The Syrian Democratic Forces and the militant PKK group are the main losers in the operation because they trusted the U.S. one more time after what they had experienced in Al Bab and Afrin, and rejected all the suggestions that Damascus had offered before the Turkish offensive. If they had agreed with the deployment of Syrian forces in the areas under their control, it would have been more difficult for Turkey to invent excuses to attack the eastern Euphrates.

Despite the predictions and conditions on the ground, the Syrian nation and government were the main winners of the developments in northern Syria. With the deployment of Syrian forces along the Turkish border, which have advanced into an area 3 kilometers from the border, the government retakes the control of lost areas and prevents Turkish leaders from making excuses. By establishing order and security in the border, dislocated people will be able to return to their home country and also the risk of terrorist groups’ activities will be diminished.

It is true that U.S. troops are still present in the Al Waleed border crossing and some oil-rich parts of eastern Syria, but removing U.S. forces from the eastern Euphrates and replacing them with Syrian forces will be a very strategic and effective event.
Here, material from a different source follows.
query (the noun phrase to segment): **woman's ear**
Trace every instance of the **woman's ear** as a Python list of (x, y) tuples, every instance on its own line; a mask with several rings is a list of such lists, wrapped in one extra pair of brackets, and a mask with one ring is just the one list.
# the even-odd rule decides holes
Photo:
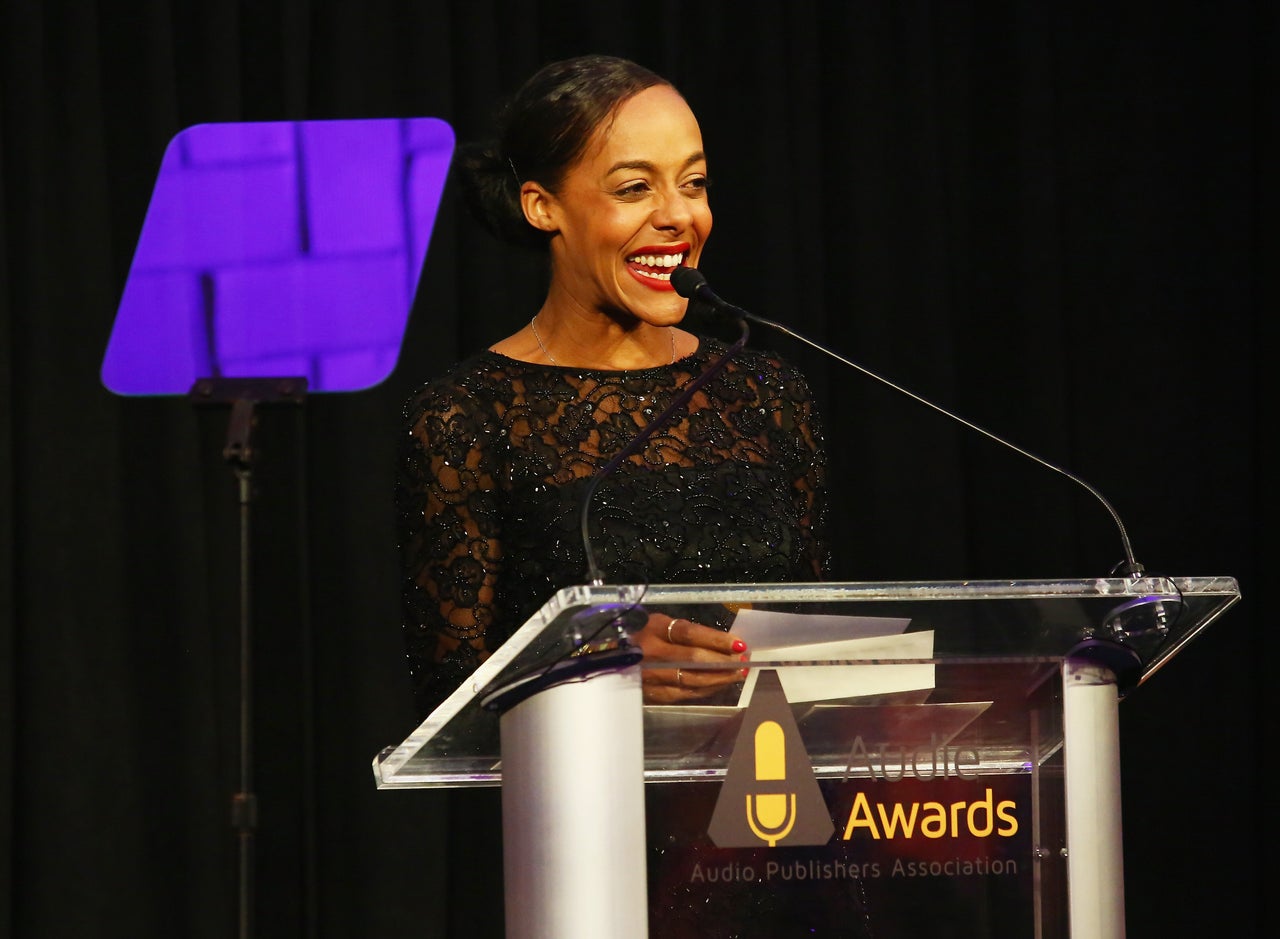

Regarding Turkey’s advance into the eastern Euphrates, the next goal of the Syrian army and its allies is to liberate Idlib and remove the tens of thousands of Syrian and non-Syrian terrorist forces from the city. This is the issue that was highlighted during Bashar al-Assad’s recent visit to an area in Idlib province. Therefore, the next chapter in the fight against terrorism will begin not in the east of the Euphrates but in northern Aleppo and Idlib province, and those terrorists present in these areas should wait for great operations by the Syrian army.